由此可见,阿尔托利,有点想法,但觉醒的太晚,到发现时,性格已经基本定型,很难有大的改变了。
再想想,会落在科尔的陷阱里,似乎也有迹可循。
阿尔托利对自己的事情一向不很上心,习惯了被控制、安排,拒绝了兄长安排的萨洛提斯家,又为自己选了实则更差的另一家。
科尔·舒尔希,看似脾气好、对阿尔托利百依百顺,实则很有主见城府,每一步关键点都计算得当,从未失手。
……我突然想起当年他赶得恰恰好的“怀孕”。
那只虫崽后来没有出生。科尔怀孕四个月时,因为“缺乏灌溉”和雄父精神力支持,虫蛋自然生化、流产。
那会我一门心思扑在西恩的救治上,回家时已经很晚,又很疲累,基本没再碰过他。
灌溉义务全忘在脑后。
然后我娶了西恩,进行了我们的手术“初夜”,自那以后我元气大伤,休养许久才能正常施用精神力。当然也谈不上和虫蛋每晚精神力互动。
我当时非常愧疚自责。
科尔却异常大度地原谅了我,重话都没说两句。
此事就此轻轻揭过,好似那个虫崽从不存在一般。
后来那么多年,他没再成功受孕。
……如果那只虫崽,本身就有问题呢?
一个念头掠过。

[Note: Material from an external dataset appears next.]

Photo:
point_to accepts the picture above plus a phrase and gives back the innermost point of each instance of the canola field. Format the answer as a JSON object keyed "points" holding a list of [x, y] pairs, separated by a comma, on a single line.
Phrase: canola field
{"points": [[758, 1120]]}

一瞬间,我力气不支,只能扶住椅背支撑身体。
虫族出生率一直都不高。
越是等级低的雌虫,正常受孕就越是艰难。基本都需要借助医疗手段。
所以为什么高等军雌经常被虫诟病,但贵族们还是喜欢娶?
除了由此带来的庞大资产,还有高于平均值的受孕、虫崽出生率。
科尔只有a。
短短一年不到就怀上虫崽的可能性,是非常低的。